Continuing the Story
Helen won the U.S. National Championship singles five more times—in 1925, 1927, 1928, 1929, and 1931; she did not enter the 1926, 1930, and 1932 tournaments. In 1933, her last year in the U.S. Championship singles, she played in her most controversial match. Losing in the finals to her perennial rival, Helen Jacobs, she claimed she was ill and defaulted. Critics still wonder if she pretended to be sick to avoid outright defeat.
Helen won the U.S. National Championship doubles title two more times, once with Wightman and once with Mary K. Browne. In 1928, she won another mixed-doubles title, this time with John B. Hawkes. At Wimbledon, Helen Wills won the singles championship eight times. Her record of eight wins was not broken until 1990, when Martina Navratilova won her ninth Wimbledon singles title. After a two-year layoff between 1935 and 1937, Helen Wills competed at Wimbledon for the last time in 1938, and she defeated Jacobs in the final. Helen’s victory after her long layoff earned her the comeback player of the year award.

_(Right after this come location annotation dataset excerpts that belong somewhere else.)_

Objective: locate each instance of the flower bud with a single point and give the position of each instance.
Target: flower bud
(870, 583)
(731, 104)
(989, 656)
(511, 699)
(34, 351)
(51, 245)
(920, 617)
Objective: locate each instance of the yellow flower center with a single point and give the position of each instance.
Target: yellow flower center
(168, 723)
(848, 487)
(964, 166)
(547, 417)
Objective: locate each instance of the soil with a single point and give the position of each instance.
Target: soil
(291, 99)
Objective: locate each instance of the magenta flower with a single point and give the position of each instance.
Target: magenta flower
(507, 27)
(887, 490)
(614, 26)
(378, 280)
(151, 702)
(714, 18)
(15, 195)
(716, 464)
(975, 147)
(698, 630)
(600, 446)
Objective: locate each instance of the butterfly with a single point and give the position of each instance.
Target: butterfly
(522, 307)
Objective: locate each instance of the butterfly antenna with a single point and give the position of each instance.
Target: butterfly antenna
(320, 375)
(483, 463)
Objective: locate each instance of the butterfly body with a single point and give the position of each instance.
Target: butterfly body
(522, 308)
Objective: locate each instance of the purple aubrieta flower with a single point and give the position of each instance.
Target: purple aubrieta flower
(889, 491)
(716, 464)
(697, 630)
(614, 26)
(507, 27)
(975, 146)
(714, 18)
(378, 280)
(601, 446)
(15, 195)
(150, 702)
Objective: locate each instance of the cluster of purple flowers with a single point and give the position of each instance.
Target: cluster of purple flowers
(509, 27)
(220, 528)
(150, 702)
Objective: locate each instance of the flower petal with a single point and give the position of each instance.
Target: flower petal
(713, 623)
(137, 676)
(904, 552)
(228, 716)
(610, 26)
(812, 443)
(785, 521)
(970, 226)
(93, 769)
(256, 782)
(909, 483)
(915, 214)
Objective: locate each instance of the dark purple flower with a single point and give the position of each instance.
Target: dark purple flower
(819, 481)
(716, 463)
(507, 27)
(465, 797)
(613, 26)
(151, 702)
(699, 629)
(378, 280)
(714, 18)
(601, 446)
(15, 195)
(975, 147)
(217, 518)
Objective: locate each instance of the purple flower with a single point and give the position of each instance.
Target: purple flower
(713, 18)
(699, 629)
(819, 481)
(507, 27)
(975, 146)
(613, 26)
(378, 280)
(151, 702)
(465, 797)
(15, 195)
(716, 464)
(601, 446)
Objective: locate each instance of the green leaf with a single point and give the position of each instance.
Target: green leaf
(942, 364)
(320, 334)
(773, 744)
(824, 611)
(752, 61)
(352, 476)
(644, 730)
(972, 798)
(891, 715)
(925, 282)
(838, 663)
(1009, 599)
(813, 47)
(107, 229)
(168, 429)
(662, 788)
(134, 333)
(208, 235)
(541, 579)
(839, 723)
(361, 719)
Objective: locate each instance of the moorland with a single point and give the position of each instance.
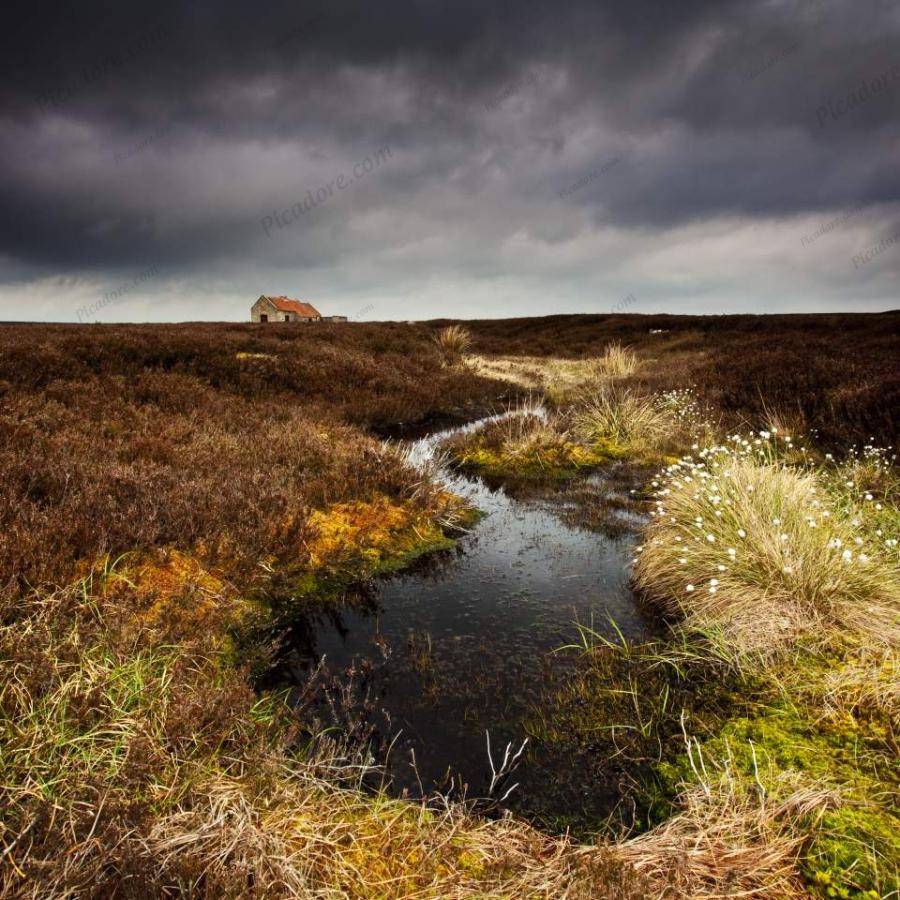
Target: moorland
(165, 490)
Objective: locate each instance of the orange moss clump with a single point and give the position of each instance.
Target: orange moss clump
(175, 592)
(365, 538)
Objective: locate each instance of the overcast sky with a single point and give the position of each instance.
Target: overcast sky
(413, 159)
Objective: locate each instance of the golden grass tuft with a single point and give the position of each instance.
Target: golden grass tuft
(730, 839)
(153, 771)
(617, 361)
(747, 546)
(453, 342)
(623, 417)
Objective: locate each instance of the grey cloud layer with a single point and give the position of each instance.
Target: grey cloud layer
(134, 135)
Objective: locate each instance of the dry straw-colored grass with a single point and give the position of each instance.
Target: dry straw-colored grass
(133, 768)
(625, 417)
(453, 342)
(728, 840)
(748, 546)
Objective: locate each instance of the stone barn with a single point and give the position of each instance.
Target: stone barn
(283, 309)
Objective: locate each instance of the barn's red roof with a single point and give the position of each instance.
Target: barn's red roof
(285, 304)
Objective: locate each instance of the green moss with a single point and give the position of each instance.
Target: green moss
(565, 459)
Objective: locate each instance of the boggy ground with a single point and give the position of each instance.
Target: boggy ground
(164, 489)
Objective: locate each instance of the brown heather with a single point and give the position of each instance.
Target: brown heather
(153, 478)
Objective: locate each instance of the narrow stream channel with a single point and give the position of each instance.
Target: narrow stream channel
(465, 642)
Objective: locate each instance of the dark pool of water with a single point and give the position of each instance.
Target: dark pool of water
(465, 643)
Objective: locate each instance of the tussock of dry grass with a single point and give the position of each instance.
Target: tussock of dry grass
(623, 417)
(617, 361)
(730, 841)
(748, 546)
(133, 767)
(453, 342)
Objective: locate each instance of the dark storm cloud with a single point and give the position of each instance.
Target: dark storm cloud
(134, 134)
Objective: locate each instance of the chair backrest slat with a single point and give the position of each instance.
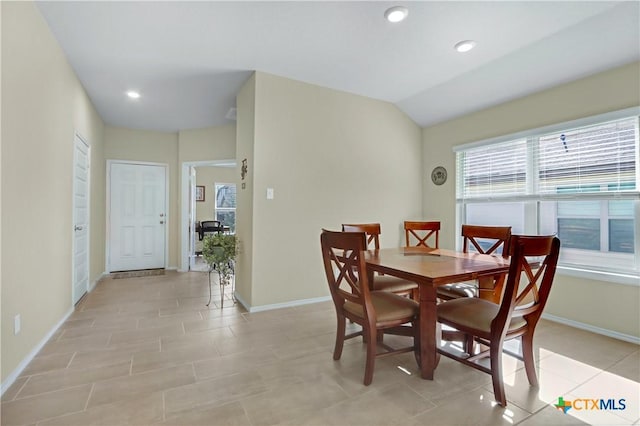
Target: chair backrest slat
(538, 274)
(474, 234)
(422, 234)
(342, 254)
(372, 231)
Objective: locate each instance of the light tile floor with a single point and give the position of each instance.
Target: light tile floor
(148, 351)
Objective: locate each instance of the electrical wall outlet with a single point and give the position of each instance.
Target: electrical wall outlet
(16, 324)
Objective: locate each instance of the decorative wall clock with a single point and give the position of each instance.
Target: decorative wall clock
(439, 175)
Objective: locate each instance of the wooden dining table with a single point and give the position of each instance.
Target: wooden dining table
(431, 268)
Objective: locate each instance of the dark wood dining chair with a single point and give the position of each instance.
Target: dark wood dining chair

In the French Championships, she won the singles three times and the doubles twice, both times with Elizabeth Ryan as a partner, and she played on the Wightman Cup teams ten times, serving as captain in 1930 and 1932.
Helen married Fred Moody, a California stockbroker, in 1929. In 1937, they divorced, and she married Aidan Roark, a writer and polo player. When she retired from tennis in 1938, Helen participated in few events connected with the game. She was an accomplished artist whose works were exhibited in galleries all over the world. She also wrote several books; the best known was her autobiography, Fifteen-thirty: The Story of a Tennis Player (1937). Later, she retired to live a quiet, private life in California.
Summary
Helen Wills Moody competed for eighteen years, and for most of those years she dominated women’s tennis, winning thirty national and international championships. Between 1927 and 1933 she did not lose a set in singles; she won 180 matches in a row until the default to Helen Jacobs at the U.S. Championships. The USTA listed her in its top-ten rankings nine times, seven of those years at number one. In world rankings she was number one for nine years. Some tennis experts rate her as the most controlled champion the game has ever seen. In 1959, the National Lawn Tennis Hall of Fame inducted Helen, calling her “the greatest woman player in the annals of lawn tennis.”
Bibliography
Engelmann, Larry. The Goddess and the American Girl: The Story of Suzanne Lenglen and Helen Wills. New York: Oxford University Press, 1988.
Orr, Frank, and George Tracz. The Dominators: The Remarkable Athletes Who Changed Their Sport Forever. Toronto: Warwick, 2004.
Wills, Helen. Fifteen-thirty: The Story of a Tennis Player. New York: Charles Scribner’s Sons, 1937.
Wimmer, Dick, ed. The Women’s Game. Short Hills, N.J.: Burford Books, 2000.